4. On September 13, 2016, Master Fund distributed to EGI Investors, the other limited partner in Master Fund, 2,470,798 Rights based on EGI Investors' pro rata limited partner interest in Master Fund. EGI Investors has not sold, and will not, sell any of the Rights distributed to EGI Investors.

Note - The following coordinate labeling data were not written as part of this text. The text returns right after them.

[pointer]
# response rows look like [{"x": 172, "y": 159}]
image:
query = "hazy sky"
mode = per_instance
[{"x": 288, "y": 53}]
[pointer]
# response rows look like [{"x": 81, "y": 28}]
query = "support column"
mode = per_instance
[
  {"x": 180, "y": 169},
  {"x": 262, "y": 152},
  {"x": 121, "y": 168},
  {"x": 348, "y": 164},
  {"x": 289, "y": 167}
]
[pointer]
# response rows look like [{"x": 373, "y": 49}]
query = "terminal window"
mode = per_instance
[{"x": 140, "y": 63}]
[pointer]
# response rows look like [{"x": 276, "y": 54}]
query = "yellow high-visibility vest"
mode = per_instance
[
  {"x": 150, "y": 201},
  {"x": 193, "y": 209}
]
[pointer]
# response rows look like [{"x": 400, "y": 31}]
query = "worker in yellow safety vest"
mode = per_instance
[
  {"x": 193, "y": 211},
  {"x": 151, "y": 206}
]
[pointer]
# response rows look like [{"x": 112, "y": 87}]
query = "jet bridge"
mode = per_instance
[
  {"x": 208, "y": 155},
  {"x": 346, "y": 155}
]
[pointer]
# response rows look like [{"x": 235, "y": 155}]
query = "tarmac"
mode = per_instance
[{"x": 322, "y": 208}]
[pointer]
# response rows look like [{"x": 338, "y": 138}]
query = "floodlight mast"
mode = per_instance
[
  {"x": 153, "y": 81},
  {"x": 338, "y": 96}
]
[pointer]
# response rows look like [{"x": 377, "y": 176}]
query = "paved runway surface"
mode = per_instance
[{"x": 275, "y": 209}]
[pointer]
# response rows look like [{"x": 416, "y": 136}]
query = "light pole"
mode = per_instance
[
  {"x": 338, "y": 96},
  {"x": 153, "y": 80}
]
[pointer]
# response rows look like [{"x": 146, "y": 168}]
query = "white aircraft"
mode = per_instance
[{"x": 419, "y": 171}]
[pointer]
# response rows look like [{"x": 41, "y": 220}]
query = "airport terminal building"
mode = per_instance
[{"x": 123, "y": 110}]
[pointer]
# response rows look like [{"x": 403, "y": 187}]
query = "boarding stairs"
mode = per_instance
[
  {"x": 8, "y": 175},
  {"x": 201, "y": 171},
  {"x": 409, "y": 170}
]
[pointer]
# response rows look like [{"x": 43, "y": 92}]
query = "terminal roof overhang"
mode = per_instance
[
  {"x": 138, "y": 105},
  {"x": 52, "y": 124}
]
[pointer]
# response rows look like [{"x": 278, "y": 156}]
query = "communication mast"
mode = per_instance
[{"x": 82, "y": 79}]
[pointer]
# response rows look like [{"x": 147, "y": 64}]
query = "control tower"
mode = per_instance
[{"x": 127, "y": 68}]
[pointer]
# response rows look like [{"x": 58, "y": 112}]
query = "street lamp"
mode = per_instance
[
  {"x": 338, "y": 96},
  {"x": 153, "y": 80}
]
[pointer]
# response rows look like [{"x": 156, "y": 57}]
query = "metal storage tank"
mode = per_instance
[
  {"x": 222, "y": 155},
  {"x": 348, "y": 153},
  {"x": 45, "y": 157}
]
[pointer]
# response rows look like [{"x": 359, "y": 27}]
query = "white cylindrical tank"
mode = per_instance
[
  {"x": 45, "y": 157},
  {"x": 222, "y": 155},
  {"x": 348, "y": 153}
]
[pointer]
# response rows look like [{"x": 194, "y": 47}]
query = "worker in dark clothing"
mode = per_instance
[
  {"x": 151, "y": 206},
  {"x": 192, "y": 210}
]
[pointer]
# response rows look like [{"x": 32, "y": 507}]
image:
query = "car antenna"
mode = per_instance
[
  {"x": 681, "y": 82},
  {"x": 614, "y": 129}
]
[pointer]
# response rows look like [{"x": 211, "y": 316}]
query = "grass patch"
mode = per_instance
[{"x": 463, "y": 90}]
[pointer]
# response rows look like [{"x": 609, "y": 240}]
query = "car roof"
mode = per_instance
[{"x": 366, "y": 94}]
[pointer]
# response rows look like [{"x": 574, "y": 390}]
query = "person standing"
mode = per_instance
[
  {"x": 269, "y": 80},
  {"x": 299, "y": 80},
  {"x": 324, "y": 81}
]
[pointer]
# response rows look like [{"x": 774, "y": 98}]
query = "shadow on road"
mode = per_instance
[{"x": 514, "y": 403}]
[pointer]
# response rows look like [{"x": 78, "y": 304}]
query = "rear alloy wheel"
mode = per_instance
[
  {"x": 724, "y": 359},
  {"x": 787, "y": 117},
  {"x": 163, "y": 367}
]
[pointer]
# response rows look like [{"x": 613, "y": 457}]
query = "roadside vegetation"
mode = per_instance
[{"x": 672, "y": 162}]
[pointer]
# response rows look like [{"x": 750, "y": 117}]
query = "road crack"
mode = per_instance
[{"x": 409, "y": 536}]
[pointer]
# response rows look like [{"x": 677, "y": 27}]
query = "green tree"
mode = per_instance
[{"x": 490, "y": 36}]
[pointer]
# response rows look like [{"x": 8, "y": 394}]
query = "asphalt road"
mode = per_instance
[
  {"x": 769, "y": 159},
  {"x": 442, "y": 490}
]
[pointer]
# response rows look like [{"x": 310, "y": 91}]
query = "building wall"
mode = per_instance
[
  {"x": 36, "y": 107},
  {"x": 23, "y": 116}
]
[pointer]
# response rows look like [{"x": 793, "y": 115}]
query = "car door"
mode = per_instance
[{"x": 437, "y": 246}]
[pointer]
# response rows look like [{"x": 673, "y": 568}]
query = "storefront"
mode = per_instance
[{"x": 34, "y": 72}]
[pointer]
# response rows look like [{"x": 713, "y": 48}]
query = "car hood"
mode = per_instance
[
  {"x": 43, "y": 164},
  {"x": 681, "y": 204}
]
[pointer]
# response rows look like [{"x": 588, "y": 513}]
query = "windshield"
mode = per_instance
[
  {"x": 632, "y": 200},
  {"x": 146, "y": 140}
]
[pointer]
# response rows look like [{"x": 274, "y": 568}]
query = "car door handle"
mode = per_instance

The amount shown also reflects such distribution.
5. Represents the weighted average price of multiple transactions with a range of prices between $0.11 and $0.125. Master Fund, upon request by the staff of the Securities and Exchange Commission, the Issuer or a security holder of the Issuer, undertakes to provide further information regarding the number of securities sold at each separate price.
6. Represents the weighted average price of multiple transactions with a range of prices between $0.095 and $0.123. Master Fund, upon request by the staff of the Securities and Exchange Commission, the Issuer or a security holder of the Issuer, undertakes to provide further information regarding the number of securities sold at each separate price.
7. Represents the weighted average price of multiple transactions with a range of prices between $0.05 and $0.07. Master Fund, upon request by the staff of the Securities and Exchange Commission, the Issuer or a security holder of the Issuer, undertakes to provide further information regarding the number of securities sold at each separate price.
Remarks:
Zell Credit Opportunities Master Fund, L.P.; By: Chai Trust Company, LLC, its General Partner; By: /s/ Phillip G. Tinkler, Chief Financial Officer 09/13/2016
Chai Trust Company, LLC; By: /s/ Phillip G. Tinkler, Chief Financial Officer 09/13/2016
ZCOF Par Petroleum Holdings, L.L.C.; By: /s/ Phillip G. Tinkler, Vice President 09/13/2016
EGI Investors L.L.C.; By: /s/ Phillip G. Tinkler, Vice President 09/13/2016
** Signature of Reporting Person Date
Reminder: Report on a separate line for each class of securities beneficially owned directly or indirectly.
* If the form is filed by more than one reporting person, see Instruction 4 (b)(v).
** Intentional misstatements or omissions of facts constitute Federal Criminal Violations See 18 U.S.C. 1001 and 15 U.S.C. 78ff(a).
Note: File three copies of this Form, one of which must be manually signed. If space is insufficient, see Instruction 6 for procedure.
Persons who respond to the collection of information contained in this form are not required to respond unless the form displays a currently valid OMB Number.